Voters in Mexico will cast ballots on July 1 for a new president and more than six hundred congressional seats with hopes of halting unprecedented levels of violence, worsening corruption, and economic malaise. Frontrunner Andres Manuel Lopez Obrador (AMLO) has promised to create a multiparty coalition to address these grievances amid widespread skepticism from his political opponents, the business sector, and civil society alike, says CFR’s Shannon O’Neil in a written interview. He can also be expected to push back more energetically than President Enrique Pena Nieto against policies of and perceived slights by the Trump administration, she says.
What are the top issues for Mexicans in the upcoming general election?
Mexicans head to the polls motivated largely by anger—over corruption, a record twenty-nine thousand murders last year, and the limited economic opportunities so many face. For some twelve million, this will be their first opportunity to express their voice through the ballot box.
AMLO holds a double-digit lead in the polls. What is his platform, and to whom does it appeal?
In his third campaign for president, AMLO has moved somewhat away from the combative stance of his earlier campaigns and surrounded himself with surrogates who espouse a range of ways that his administration could govern. He has uncharacteristically reached out across party and ideological lines, giving rise to odd bedfellows: former cabinet members of the storied Institutional Revolutionary Party (PRI) [in power for seventy-seven of the last one hundred years] alongside loyalists to the progressive National Regeneration Movement (MORENA), as well as left-wing Workers’ Party activists together with socially conservative Social Encounter Party members.
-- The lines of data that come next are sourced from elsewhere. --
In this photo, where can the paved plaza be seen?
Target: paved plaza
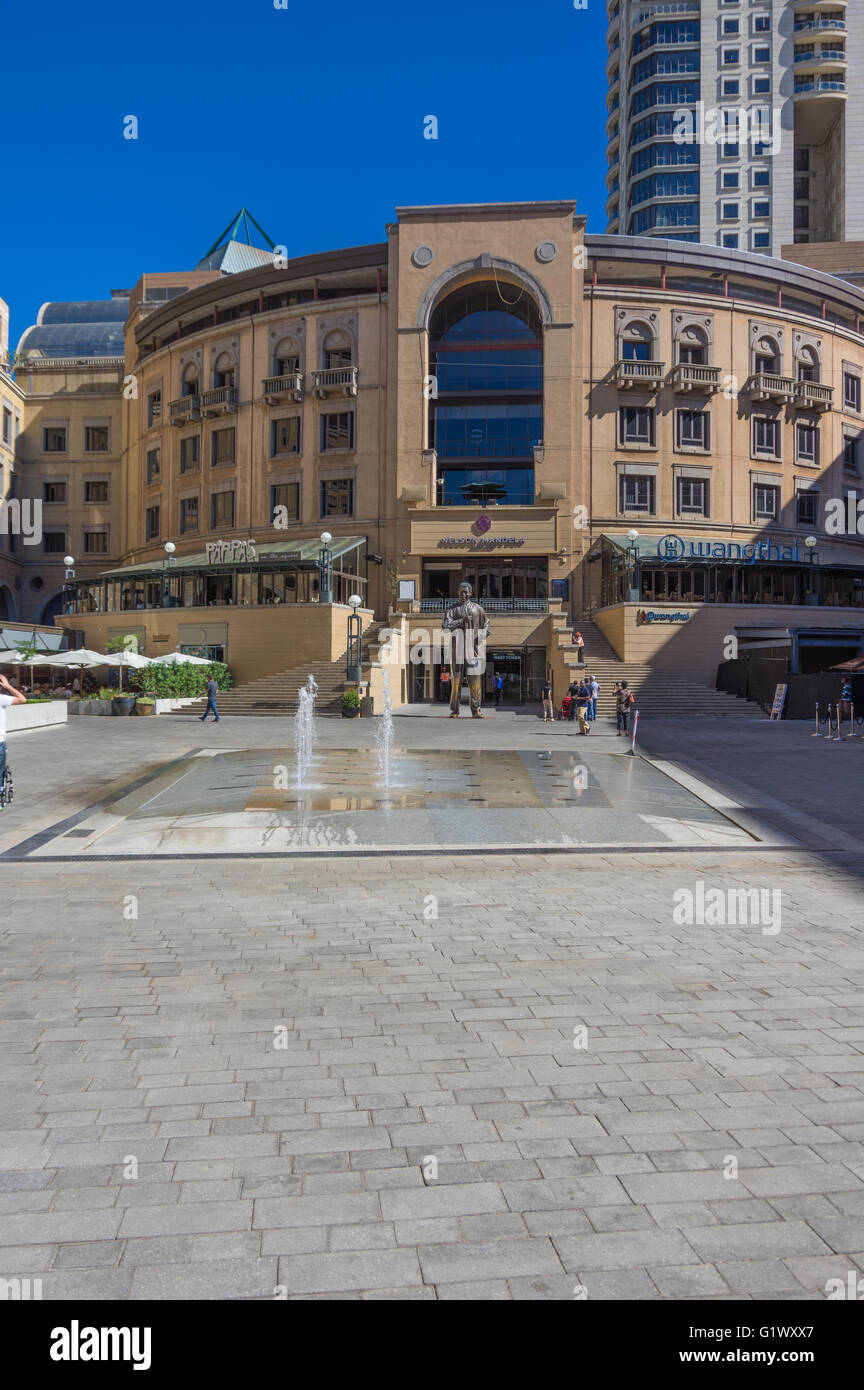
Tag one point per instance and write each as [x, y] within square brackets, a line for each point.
[491, 1047]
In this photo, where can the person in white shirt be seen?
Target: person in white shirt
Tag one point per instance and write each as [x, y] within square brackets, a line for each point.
[9, 695]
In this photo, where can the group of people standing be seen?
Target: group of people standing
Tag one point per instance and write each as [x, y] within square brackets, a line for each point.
[581, 704]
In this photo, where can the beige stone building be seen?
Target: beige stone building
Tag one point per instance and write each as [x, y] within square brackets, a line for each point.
[649, 435]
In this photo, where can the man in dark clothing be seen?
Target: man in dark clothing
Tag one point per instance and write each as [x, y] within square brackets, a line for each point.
[572, 690]
[213, 690]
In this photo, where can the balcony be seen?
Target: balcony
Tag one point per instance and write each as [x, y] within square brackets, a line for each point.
[186, 410]
[284, 388]
[221, 401]
[645, 374]
[335, 381]
[691, 375]
[764, 385]
[813, 395]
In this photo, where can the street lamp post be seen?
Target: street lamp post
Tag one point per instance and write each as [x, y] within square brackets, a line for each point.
[67, 584]
[325, 570]
[354, 649]
[632, 556]
[168, 548]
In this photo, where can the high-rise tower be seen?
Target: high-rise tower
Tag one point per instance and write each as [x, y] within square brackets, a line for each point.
[735, 123]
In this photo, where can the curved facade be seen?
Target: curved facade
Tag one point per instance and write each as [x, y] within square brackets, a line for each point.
[496, 395]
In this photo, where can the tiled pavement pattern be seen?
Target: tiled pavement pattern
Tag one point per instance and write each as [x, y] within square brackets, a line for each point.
[413, 1037]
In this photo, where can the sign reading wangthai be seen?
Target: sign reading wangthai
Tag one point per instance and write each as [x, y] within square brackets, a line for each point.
[681, 551]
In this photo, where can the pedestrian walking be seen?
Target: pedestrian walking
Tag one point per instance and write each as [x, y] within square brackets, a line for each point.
[624, 702]
[572, 690]
[213, 690]
[549, 713]
[582, 701]
[9, 695]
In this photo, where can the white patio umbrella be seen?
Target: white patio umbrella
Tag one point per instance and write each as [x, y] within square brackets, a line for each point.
[179, 659]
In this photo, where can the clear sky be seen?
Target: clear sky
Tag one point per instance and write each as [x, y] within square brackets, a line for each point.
[310, 116]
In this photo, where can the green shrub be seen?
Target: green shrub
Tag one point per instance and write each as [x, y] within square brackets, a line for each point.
[181, 681]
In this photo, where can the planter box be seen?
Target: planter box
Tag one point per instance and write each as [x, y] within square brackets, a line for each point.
[36, 716]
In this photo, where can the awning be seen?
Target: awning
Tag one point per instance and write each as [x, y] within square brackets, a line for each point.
[302, 553]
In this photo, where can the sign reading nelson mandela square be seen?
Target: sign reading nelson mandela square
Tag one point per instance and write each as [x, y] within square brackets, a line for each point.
[679, 551]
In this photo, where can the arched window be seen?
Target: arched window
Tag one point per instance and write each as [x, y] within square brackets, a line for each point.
[286, 357]
[809, 364]
[636, 342]
[338, 349]
[486, 410]
[767, 356]
[222, 371]
[693, 346]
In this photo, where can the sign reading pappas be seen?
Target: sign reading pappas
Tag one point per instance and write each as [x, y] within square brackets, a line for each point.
[779, 699]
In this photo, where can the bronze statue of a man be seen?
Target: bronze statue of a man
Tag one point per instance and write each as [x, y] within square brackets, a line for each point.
[470, 626]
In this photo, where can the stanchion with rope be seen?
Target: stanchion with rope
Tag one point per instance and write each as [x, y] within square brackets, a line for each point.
[632, 748]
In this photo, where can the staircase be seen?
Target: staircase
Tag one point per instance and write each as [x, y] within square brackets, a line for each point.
[277, 695]
[656, 691]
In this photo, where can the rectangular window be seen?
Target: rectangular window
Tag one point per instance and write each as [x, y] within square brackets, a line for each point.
[222, 446]
[96, 438]
[692, 430]
[190, 453]
[54, 439]
[852, 452]
[285, 495]
[636, 426]
[338, 431]
[285, 435]
[338, 496]
[806, 442]
[221, 509]
[636, 492]
[806, 506]
[189, 514]
[693, 496]
[766, 437]
[766, 502]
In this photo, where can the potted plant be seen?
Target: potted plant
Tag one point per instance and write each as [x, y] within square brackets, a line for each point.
[350, 704]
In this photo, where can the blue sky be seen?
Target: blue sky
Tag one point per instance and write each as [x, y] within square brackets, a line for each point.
[311, 117]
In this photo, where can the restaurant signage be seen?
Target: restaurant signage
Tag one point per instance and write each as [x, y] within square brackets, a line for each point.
[677, 549]
[649, 616]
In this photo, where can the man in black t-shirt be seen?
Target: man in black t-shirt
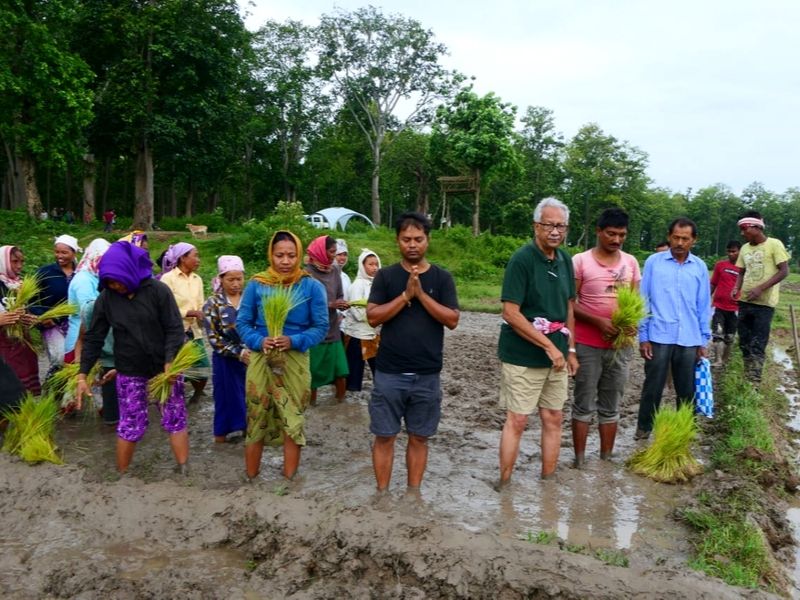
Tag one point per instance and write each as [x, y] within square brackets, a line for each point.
[413, 300]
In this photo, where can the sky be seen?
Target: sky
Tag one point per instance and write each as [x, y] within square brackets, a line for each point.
[709, 89]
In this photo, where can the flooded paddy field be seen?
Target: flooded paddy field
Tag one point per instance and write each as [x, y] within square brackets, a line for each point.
[78, 531]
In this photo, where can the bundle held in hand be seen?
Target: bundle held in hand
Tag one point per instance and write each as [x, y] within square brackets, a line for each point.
[159, 386]
[630, 311]
[31, 428]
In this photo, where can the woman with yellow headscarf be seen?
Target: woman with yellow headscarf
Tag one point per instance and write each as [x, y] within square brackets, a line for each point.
[277, 397]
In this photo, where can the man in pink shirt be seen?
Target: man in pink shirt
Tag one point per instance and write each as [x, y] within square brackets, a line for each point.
[724, 321]
[600, 382]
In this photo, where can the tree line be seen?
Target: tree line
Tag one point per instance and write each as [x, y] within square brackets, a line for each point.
[172, 107]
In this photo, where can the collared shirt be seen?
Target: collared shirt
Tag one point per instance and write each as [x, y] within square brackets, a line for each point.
[541, 287]
[188, 292]
[678, 301]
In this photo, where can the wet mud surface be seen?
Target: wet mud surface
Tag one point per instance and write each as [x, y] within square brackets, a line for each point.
[79, 531]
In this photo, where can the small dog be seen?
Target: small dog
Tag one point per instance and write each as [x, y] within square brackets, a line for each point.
[197, 229]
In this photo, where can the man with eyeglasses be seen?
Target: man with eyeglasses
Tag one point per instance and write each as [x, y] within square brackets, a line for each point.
[537, 342]
[676, 331]
[764, 263]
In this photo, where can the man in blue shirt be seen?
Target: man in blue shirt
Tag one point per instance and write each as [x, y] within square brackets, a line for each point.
[676, 331]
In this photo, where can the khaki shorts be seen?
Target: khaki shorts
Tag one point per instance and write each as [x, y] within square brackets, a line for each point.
[524, 389]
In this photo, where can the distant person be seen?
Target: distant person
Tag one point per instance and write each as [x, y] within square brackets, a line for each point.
[764, 263]
[724, 321]
[360, 338]
[328, 360]
[414, 300]
[537, 339]
[109, 218]
[148, 332]
[230, 356]
[341, 260]
[676, 330]
[54, 283]
[600, 382]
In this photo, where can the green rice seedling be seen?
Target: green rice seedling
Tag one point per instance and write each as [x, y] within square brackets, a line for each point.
[19, 299]
[31, 428]
[59, 311]
[669, 458]
[276, 306]
[160, 385]
[630, 311]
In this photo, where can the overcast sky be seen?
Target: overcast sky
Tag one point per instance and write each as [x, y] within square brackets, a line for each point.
[709, 89]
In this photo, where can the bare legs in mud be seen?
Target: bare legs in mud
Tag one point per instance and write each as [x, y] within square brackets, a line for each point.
[178, 441]
[383, 460]
[291, 458]
[512, 433]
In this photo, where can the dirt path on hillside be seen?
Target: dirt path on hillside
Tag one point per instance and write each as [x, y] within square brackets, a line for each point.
[75, 531]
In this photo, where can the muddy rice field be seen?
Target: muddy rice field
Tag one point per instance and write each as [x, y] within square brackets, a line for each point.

These conciliatory actions paint a more inclusive and market friendly version of the candidate. Still, AMLO himself has remained consistent on substance, calling for more state involvement in the economy, taking a hard line against his critics, and maintaining an expansive view of presidential powers. His promises to fight corruption and insecurity and to address Mexico’s inequality, however vague, have broad appeal.
Who are his main opponents?
AMLO’s main political opponent is Ricardo Anaya, who leads the Frente coalition. The young leader has struggled to shrug off corruption allegations, which many felt were spread by the current government). More generally, disorganization and muddled messages have hampered his campaign.
Meanwhile, Jose Antonio Meade is running as the candidate of the PRI. While the five-time cabinet member is seen as honest and capable, he represents a party rotten to the core, undone in the eyes of voters by corruption scandal after scandal.
AMLO’s likely victory rides in no small part on the shortcomings and outright collapse of his competitors rather than on his own political acumen. However, he faces widespread skepticism from the business elite and civil society, both of whom worry about what his presidency might bring.
What could we expect from an AMLO presidency?
Expectations are both high and conflicting. No one knows what he will do. He could be an economic pragmatist, staying true to his promise not to raise debt or taxes. But he has also promised to greatly expand benefits to both the young and old and to nearly double public investment in infrastructure, suggesting a very different financial balance.
While single-mindedly focusing on corruption and violence in his campaign, he has never provided details about how he would address these scourges. Additionally, he has both denigrated and said he would protect the structural reforms of the Enrique Pena Nieto administration, particularly in the energy sector.
One area where there is more certainty is education—he and his supporters inside Mexico’s teachers union have been quite clear that they will pull back the reform efforts of the last few years.
The biggest question involves institutions. Will he abide by the checks and balances within Mexico’s political system and society and work through the messy compromises that democracy requires, or will he work to undermine those opposed to his vision?
The Donald J. Trump administration has threatened to withdraw from the North American Free Trade Agreement (NAFTA), imposed tariffs on Mexican steel and aluminum, and aroused Mexican concerns with so-called zero-tolerance immigration policies. Are U.S.-Mexican relations influencing the presidential race?
The United States has not played a significant role in this race. All of the candidates are opposed to the perceived bullying from the north. But these tensions will undoubtedly continue, requiring a response from the new president and his government.
AMLO is unlikely to be as silent as Pena Nieto in the face of slights and threats. Though AMLO has said he does not plan on confronting Trump directly, he—like Trump—understands the importance of playing to his domestic base. I expect more Twitter battles than we have seen between the two nations’ leaders so far.
This written interview has been edited and condensed.